It’s Wayback Wednesday!
Every Wednesday AdForum's James Thompson features a seminal ad from the past that in some way revolutionized advertising by profoundly impacting our industry, our culture, or the way our society interacts with commerce.
Today we look at the year 1979. The same year that a nuclear reactor overheated at Three Mile Island in Pennsylvania and Iranian militants seized the U.S. embassy in Tehran and held 52 American diplomats hostage for 444 days.

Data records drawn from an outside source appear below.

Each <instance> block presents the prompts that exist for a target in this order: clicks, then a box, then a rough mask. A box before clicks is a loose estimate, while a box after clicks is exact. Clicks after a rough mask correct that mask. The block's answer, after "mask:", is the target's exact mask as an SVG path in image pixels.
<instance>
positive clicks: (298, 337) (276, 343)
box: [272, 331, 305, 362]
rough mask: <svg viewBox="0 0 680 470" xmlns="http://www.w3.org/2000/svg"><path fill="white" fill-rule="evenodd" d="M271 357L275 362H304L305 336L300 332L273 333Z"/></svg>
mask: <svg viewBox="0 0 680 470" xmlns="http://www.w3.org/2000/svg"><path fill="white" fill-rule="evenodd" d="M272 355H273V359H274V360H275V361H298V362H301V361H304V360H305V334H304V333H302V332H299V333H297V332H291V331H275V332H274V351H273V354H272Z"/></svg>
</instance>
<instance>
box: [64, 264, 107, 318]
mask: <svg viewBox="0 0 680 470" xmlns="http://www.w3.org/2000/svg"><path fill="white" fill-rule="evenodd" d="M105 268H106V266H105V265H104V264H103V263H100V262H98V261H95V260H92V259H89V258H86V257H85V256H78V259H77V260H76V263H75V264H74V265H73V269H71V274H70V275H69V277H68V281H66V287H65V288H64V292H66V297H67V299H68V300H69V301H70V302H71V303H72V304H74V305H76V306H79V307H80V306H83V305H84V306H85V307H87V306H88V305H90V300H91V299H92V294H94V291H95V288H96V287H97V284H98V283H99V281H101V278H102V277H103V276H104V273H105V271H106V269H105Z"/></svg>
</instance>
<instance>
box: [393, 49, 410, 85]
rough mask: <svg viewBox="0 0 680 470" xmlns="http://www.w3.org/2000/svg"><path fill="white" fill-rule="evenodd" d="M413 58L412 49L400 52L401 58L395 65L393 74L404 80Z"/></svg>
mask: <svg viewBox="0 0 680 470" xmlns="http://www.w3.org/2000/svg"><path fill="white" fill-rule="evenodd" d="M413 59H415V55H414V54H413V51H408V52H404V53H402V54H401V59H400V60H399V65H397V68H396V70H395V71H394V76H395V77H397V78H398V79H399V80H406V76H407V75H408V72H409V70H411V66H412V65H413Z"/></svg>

In advertising, 1979 was the year of the iconic Coca-Cola, Pittsburg Steeler Mean Joe Greene “Hey Kid, Catch” commercial that debuted on October 1, but most notably aired during Super Bowl XIV (a parallel with last week’s featured Wayback Wednesday ad that ran during Super Bowl XVIII) and forever changed the dynamic between NFL players and fans.
Though many NFL players were celebrities in 1979, neither the league nor the fans could imagine how football in America would evolve into the juggernaut marketing and cultural force it is today, with fantasy football becoming a billion dollar enterprise among men and women of all ages and the NFL’s 32 teams being collectively valuated at $63 billion – yes, with a “b.”
It is difficult to imagine that today’s NFL’s superstars – who are handled like one-man multinational corporations by agents, PR firms, and global media agencies – are actually regular human beings. But they are; that will never change. While making “Hey Kid, Catch” Mean Joe Greene – who had never acted before – explained he had to endure dozens of takes because after chugging an entire bottle of Coke for each scene, he kept uncontrollably burping during his remarkable line, “Hey, kid. Catch.”